9. A folding table comprising:

a table top formed by an integral body of molded plastic material, said body have a first pair of spaced apart sockets formed in said body of material and which are situated at opposite sides of the underside thereof, said first pair of sockets having colinear horizontally directed first passages which define a first pivot axis that extends between said first sockets, and further having a second pair of spaced apart sockets formed in said body of material at opposite sides of said underside thereof, said second pair of sockets having colinear horizontally directed second passages which define a second pivot axis that extends between said second sockets and which is parallel to said first pivot axis,

a first pivotable leg assembly having a first pair of horizontal colinear pivot axle projections each of which extends into a separate one of said first passages, the combined distances that said first pair of axle projections extend into said first passages being equal to or less than the depth of at least one of said first passages,

a second pivotable leg assembly having a second pair of horizontal colinear pivot axle projections each of which extends into a separate one of said second passages, the combined distances that said second pair of pivot axle projections extend into said second passages being equal to or less than the depth of at least one of said second passages, and

means for preventing axial movement of said pivot axle projections along said passages after insertion of said pivot axle projections into said sockets.

10. The folding table of claim 9 wherein said passages formed in said body of material have an inside diameter that exceeds the outside diameter of said pivot axle projections, further including a plurality of cylindrical bushings each being disposed in a separate one of said passages in coaxial relationship with the pivot axle projection that extends therein, and wherein said means for preventing axial movement also prevents axial movement of said bushings.

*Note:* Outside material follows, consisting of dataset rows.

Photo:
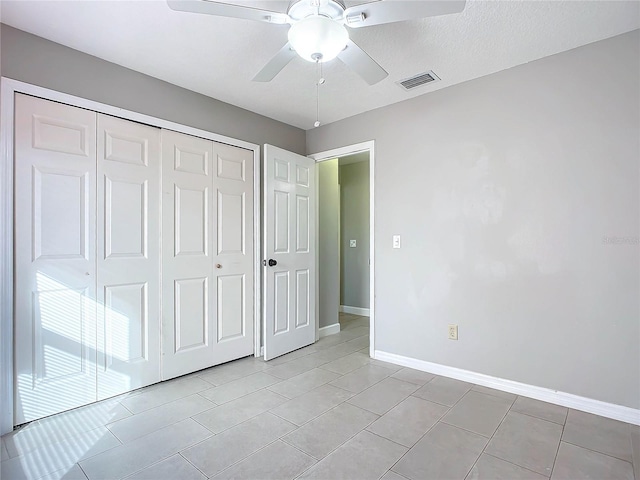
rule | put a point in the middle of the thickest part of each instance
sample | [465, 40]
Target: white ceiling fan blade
[389, 11]
[276, 64]
[227, 10]
[357, 60]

11. In a method of fabricating a folding table, the steps comprising:

molding an integral table top from plastic material including forming a first pair of spaced apart sockets on the underside of the table top which have horizontal colinear passages and forming a second pair of spaced apart socket on the underside of the table top which also have horizontal colinear passages that are parallel to said passages of said first sockets,

forming first and second leg assemblies including providing each such leg assembly with a pair of spaced apart horizontal colinear pivot axle projections that have a smaller diameter than said passages,

coupling said first leg assembly to said first pair of sockets and coupling said second leg assembly to said second pair of sockets by the further steps of

disposing a cylindrical bushing on each of the pivot axle projections of the leg assembly in encircling relationship with the pivot axle projection,

inserting one of the pivot axle projections of the leg assembly into the passage of one of the pair of sockets and then partially withdrawing the one pivot axle projection from that passage while guiding the other pivot axle projection of the leg assembly into the passage of the other of the pair of sockets,

sliding said bushings along said pivot axle projections into the socket passages, and

preventing further axial movement of said pivot axle projections and said bushings relative to said passages.